Arrival at the Keener's


We got in to Keener Farms super late, and found Matthew and Peter up playing cards, feeding the pot belly stove with wood, and drinking Miller Lite. It's been a year since the last visit to Keener, a place where one always feels welcome, always laughs, and always eats well. 
We drove for an hour before dawn hit, South on small roads to Seaman, Ohio where we met Tyler Palmer and Andy, who helps out on the farm. It was cold enough the tractor wouldn't start, and Tyler and Andy finally got it started after a little while. 
Tyler drove the tractor, and Andy tossed hay, while Andy, a different person that is, filmed and I tried my best to stay out of the shot. The cows warily approached the hay and started eating, with the ground hard and a half-white frost on the grass and hay bales. 
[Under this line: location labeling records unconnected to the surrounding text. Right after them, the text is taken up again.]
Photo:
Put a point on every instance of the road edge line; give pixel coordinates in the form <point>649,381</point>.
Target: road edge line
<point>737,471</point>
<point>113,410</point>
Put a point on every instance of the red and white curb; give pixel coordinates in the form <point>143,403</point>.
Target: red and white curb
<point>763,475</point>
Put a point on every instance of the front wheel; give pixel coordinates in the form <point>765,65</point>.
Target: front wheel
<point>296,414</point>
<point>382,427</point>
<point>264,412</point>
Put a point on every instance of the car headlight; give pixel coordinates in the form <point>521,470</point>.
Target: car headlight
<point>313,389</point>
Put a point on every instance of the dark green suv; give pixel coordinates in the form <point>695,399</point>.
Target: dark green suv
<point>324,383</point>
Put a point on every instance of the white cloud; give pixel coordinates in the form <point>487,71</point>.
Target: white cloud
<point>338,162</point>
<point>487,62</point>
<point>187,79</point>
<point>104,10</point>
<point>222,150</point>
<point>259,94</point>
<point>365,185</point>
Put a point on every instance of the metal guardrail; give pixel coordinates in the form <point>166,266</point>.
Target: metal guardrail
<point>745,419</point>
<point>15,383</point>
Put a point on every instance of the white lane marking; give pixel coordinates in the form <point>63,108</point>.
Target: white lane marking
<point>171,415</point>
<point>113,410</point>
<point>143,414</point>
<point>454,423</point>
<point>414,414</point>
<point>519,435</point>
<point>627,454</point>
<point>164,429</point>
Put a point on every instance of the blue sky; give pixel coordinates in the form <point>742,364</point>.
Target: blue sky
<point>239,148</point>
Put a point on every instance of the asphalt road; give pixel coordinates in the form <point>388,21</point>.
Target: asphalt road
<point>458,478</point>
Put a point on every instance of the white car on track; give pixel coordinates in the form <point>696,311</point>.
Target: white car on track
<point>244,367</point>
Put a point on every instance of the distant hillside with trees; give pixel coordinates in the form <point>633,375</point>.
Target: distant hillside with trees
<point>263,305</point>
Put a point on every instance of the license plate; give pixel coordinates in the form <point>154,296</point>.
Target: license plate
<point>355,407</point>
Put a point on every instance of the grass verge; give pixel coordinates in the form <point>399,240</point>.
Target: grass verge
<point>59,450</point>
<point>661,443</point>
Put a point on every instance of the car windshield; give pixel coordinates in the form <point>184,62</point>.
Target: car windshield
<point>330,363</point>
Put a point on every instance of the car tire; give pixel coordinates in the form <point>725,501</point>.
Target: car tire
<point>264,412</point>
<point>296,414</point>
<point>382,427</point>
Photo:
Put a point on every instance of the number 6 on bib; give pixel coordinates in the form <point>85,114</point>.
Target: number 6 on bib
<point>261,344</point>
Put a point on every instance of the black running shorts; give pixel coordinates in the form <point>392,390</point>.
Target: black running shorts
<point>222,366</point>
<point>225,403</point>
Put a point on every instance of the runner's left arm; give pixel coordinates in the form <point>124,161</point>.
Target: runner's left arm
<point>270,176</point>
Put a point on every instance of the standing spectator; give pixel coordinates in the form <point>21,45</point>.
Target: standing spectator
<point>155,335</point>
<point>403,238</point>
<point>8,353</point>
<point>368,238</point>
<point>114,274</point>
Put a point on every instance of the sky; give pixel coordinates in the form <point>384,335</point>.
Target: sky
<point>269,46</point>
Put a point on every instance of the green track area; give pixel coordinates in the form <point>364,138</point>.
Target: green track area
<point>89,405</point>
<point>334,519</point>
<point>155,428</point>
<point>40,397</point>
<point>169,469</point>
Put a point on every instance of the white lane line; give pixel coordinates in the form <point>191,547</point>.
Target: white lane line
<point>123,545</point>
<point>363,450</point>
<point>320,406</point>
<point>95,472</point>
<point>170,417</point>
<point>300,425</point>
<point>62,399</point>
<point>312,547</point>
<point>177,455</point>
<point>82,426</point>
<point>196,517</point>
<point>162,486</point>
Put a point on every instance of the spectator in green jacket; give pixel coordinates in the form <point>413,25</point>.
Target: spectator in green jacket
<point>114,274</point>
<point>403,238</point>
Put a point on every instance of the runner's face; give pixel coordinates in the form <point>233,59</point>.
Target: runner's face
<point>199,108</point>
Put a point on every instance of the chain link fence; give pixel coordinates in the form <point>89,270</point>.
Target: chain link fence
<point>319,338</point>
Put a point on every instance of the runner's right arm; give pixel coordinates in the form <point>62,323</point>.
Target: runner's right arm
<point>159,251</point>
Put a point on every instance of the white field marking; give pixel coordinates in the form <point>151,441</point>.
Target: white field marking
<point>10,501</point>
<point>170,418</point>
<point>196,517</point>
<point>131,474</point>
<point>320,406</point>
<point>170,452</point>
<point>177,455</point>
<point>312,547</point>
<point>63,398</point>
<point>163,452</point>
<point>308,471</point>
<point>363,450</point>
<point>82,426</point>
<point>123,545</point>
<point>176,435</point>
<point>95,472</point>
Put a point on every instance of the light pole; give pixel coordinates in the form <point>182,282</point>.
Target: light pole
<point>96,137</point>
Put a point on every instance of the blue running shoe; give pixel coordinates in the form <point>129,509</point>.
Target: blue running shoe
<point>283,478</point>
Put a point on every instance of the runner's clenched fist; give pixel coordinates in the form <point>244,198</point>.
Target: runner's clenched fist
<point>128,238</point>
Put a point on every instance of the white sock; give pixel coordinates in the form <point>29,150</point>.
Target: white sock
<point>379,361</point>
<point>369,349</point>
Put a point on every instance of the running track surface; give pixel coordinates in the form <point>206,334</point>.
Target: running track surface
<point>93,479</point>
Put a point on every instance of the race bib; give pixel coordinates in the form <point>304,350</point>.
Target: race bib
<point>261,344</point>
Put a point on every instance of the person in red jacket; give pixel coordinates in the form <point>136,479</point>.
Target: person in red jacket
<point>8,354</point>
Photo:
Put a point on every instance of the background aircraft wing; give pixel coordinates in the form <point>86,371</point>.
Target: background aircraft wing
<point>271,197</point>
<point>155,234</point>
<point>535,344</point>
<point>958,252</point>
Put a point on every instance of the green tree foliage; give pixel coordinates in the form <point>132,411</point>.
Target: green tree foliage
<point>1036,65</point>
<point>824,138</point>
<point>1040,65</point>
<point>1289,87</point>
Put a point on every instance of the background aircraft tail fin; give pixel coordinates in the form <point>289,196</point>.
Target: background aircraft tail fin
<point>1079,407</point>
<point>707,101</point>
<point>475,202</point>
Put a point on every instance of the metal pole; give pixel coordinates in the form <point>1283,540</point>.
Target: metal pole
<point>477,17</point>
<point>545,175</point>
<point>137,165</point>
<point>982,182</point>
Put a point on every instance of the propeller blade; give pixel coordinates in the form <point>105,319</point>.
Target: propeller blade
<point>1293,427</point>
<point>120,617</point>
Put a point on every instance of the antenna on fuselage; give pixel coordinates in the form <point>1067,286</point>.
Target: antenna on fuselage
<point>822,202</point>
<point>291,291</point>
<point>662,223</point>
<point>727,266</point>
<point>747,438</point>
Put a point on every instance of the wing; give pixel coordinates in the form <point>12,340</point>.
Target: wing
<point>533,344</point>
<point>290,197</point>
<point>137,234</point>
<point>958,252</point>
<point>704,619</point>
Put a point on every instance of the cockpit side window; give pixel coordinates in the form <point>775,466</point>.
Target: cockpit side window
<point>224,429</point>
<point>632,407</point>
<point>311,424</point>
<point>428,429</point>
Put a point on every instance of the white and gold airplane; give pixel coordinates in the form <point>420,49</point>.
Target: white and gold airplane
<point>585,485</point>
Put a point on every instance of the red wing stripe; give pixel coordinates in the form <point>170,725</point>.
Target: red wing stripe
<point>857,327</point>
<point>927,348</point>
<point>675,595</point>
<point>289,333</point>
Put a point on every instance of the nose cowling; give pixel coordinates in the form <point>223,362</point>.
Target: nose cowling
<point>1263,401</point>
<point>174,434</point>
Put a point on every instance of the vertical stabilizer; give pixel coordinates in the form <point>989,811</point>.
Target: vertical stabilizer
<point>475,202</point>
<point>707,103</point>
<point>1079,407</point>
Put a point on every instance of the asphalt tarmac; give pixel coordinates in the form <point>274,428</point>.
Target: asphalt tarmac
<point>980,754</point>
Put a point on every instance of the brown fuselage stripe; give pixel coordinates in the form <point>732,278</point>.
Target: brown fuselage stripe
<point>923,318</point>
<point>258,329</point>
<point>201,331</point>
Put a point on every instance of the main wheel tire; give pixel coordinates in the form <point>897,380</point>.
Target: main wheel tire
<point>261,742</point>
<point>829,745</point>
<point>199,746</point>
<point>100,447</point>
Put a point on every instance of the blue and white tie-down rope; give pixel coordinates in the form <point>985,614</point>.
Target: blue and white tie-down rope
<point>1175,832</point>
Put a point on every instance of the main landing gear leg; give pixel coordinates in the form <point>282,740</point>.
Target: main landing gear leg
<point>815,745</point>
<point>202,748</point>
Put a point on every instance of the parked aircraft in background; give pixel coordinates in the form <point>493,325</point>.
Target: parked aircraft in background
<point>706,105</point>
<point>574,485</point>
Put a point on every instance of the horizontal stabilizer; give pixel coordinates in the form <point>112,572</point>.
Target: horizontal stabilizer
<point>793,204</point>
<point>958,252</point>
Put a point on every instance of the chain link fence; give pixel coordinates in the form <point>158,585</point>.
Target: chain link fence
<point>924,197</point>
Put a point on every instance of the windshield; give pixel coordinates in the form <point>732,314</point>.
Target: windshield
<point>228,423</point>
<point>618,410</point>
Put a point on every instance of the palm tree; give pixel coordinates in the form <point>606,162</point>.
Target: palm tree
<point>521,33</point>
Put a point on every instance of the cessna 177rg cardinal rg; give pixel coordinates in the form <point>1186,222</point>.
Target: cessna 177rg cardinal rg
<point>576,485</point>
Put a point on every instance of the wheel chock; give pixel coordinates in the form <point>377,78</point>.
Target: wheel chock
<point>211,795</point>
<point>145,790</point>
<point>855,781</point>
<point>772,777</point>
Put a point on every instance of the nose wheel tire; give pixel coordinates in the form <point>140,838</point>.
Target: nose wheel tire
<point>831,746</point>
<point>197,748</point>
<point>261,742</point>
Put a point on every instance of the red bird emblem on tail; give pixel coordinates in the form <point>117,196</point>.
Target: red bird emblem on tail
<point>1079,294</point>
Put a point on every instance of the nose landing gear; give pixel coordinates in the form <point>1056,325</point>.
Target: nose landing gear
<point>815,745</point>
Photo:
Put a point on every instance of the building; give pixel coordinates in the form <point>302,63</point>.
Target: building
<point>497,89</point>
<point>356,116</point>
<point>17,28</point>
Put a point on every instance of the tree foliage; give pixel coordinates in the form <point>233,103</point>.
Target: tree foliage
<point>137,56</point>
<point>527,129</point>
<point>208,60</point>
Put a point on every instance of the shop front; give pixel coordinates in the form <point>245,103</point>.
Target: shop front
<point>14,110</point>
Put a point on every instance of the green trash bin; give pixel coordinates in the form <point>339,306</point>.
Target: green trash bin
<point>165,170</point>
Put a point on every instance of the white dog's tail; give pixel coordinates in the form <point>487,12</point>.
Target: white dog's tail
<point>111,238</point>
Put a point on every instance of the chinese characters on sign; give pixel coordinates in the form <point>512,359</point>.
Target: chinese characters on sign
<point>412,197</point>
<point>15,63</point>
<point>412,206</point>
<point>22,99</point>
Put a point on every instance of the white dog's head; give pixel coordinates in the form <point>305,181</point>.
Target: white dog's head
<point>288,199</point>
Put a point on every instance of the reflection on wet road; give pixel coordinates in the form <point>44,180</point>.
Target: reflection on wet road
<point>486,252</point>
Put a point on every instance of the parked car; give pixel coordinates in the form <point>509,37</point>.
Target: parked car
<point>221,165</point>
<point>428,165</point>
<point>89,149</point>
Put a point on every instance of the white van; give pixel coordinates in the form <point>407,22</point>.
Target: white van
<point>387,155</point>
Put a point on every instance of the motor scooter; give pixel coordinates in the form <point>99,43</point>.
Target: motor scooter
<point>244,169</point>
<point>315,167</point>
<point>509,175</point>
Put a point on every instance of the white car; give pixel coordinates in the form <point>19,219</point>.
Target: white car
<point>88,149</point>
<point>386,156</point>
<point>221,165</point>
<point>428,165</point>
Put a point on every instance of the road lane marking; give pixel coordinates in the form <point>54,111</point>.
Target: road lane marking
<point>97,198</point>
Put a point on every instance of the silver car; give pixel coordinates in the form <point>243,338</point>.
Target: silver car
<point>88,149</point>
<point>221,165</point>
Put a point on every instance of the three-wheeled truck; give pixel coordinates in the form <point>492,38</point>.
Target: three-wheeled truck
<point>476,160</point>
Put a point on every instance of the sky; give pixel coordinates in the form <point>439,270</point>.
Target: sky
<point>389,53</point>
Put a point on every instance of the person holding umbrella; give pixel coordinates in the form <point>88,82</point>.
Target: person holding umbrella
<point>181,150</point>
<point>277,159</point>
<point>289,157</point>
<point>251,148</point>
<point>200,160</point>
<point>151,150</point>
After feeding, the two moved hay in the barn, sunlight streaming through two old windows, the particles floating between the soft rays of light, the cold beauty of the moment, calming. We interviewed Tyler who talked about how he enjoyed working with his Dad, how he grows corn and soy, making sure to buy seed from his wife- who sells seeds. The past two years have been record highs for grain prices, and as a result Tyler's investment and work have paid off. 
We said goodbyes and thankyous, and hope to return soon. 
Got the chance to talk w Laura Hedlund and Karen on Food Freedom Radio halfway back to Dayton before we headed over to the main portion of Keener Farm, where Dave heated up some of Karen's eggplant parmesan. We all talked in the kitchen for awhile, discussing the year that had passed since our last meeting, and Andy talking about his Dayton upbringing. 
After some time, we got to some farm work. It started with spreading woodchips on manure in the barn, then spreading out straw, to make the bedding for the animals more carbonaceous. Which makes it smell better, too. 
From there we headed out into the woods, where 400 two-gallon buckets were sitting at the base of maple trees. In the late winter, early spring, there are certain days when maple trees produce lots of sap. Basically, if at night the temperature drops below freezing, and then the following day the temperature rises up in the 40s or 50s, the tree will shoot massive amounts of water from the roots up to the leaves. If you put a tap in the tree, connected to a hose, then you can gather the sap in buckets. By the way, this does not hurt the tree, as long as it is an old enough tree, and it is tapped in different places each season. 


From there, the sap is loaded into a big container and heated up until it reduces down to syrup. Amazingly simple, amazingly healthy, sweet and good. Gathering the sap in a warm late winter day was truly magical. The trees are bare, and the sun out, the promise of spring a few short moments away. George, of Patchwork Farms, a generous soul with an loud infectious laugh joined Peter, Andy, myself and Dave (Matthew's Dad), and we walked the woods, unloading the 2 gallon buckets into 5 gallon buckets and then dumping the 5 gallon buckets into a massive 325 gallon tank that was hitched to a 1948 Ford tractor. The work involved removing the lid from the small buckets attached to the tree, loading from the small bucket into the large bucket, and placing the lid back on the small bucket, then doing that until both 5 gallon buckets were full, and then carrying that back to the main tractor. There was a lot of mud, in the thawing Ohio ground, which meant boots were heavy and pant-bottoms soiled. 
We filled the 325 gallon container when the sun started getting low, and Andy took off to join his parents for dinner, and George headed back to Patchwork. 
Dave, Karen, Peter, Matthew and I had a dinner of burgers- beef from the farm- and broccoli. It was beyond good. We met up w Matt's friend Brittney, who had purchased him tickets to the rodeo. Matt had bought Peter and I tickets. It was my first rodeo, which is not how the expression goes, although it literally was. 
4,000 people in an arena, on a Saturday night looking to have a good time. Various events include folks trying to stay on horses and bulls, as these animals try to buck the people off. It's a sport in which almost all the participants get severely injured at some time, with Brittney saying she was at a recent rodeo where a fellow died after a bull stepped on his head. In person, it's hard to imagine getting to a point where one would voluntarily mount a live bull, an animal angry, that has its genitals tied up so as to stoke it's anger. Many of the riders are either drunk, young or otherwise, and that's about the only way it makes sense a person could willingly self-inflict such a fate. With that said, there's a lot of tradition, a lot of knowledge and a lot of pride in this sport, and an overarching respect for the animals and riders alike. A "funny man" dressed in a clown outfit makes jokes throughout, staged bits with animals, and a "straight man" announcer is the yin to his yang. 
All in all it was a good time, and a very long day. Back home, sleep came easy, long and deep.